La comunicazione secondo Malinowski mette in contatto le persone. Il tuo brano Maledetto potrebbe ricadere sotto questa definizione. Tu come inquadri questo verbo?
Nella canzone Maledetto parlo di me stesso, di un carattere forte che spinge a fare sempre fare di testa propria, anche quando c’è la consapevolezza di poter sbagliare tutto. A volte avere un carattere così forte può creare situazione particolari con le altre persone, sotto il piano lavorativo e personale. Perciò spesso non è proprio una benedizione. Penso sia meglio essere un maledetto che fa le cose di testa propria che fingere di essere ciò che non si è per piacere ad altri.

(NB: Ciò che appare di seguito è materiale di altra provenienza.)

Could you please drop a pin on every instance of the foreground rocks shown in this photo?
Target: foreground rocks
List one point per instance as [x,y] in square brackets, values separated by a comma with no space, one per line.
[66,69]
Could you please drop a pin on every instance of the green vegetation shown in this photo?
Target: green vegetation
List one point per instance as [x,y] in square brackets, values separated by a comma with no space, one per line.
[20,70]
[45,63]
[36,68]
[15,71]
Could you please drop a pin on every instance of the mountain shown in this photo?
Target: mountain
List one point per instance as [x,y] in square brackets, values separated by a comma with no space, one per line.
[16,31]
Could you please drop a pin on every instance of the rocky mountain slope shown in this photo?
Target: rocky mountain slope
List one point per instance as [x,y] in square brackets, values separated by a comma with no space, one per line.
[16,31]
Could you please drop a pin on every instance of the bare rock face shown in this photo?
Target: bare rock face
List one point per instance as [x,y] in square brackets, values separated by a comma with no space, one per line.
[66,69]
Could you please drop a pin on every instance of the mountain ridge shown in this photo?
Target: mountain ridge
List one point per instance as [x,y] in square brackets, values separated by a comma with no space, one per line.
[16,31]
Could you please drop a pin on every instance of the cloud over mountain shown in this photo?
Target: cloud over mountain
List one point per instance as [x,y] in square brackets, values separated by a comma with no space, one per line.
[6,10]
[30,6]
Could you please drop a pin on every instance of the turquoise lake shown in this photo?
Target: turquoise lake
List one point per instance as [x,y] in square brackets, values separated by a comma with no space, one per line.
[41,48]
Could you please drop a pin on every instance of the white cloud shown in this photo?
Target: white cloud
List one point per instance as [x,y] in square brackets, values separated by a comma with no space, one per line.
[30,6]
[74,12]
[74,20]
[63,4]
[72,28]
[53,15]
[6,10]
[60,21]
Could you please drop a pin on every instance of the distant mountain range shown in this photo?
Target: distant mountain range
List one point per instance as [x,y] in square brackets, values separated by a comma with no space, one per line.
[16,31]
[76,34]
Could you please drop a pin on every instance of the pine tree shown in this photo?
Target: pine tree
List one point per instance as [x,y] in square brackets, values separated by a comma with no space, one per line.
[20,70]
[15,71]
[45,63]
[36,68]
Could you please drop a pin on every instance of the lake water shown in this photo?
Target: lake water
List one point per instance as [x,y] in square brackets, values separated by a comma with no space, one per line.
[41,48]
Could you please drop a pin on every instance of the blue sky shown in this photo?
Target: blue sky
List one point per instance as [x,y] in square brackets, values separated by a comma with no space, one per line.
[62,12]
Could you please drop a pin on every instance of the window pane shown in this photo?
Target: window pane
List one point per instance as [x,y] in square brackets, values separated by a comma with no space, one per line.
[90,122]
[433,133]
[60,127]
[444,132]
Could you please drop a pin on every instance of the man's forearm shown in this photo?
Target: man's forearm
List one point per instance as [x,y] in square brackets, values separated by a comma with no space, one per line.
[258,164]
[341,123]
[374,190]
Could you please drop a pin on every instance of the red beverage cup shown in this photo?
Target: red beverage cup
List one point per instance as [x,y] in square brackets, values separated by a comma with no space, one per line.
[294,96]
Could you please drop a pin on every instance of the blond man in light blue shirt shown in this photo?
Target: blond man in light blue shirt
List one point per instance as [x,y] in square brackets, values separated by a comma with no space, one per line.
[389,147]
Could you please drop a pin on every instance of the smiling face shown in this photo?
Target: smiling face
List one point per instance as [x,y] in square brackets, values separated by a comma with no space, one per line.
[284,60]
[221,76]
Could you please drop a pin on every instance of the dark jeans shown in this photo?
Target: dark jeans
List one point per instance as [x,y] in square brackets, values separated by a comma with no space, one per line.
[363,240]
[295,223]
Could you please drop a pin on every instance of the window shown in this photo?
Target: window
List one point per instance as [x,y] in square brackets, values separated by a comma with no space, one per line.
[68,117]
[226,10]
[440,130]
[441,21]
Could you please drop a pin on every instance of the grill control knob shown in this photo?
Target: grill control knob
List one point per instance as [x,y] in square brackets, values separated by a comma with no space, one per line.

Quali sono i tuoi progetti futuri in un periodo così difficile per la musica?
Prima che esplodesse la pandemia lavoravo al mio disco. Non nego che starsene chiusi in casa tutti i giorni ha un po’ rallentato tutto. Erano previsti grossi eventi per l’estate insieme a nomi noti della musica italiana, che ovviamente sono slittati a data da definire. Però continuo a lavorare al mio disco ufficiale che spero di pubblicare in estate. Anche se vedo lontana la possibilità di portarlo a breve dal vivo.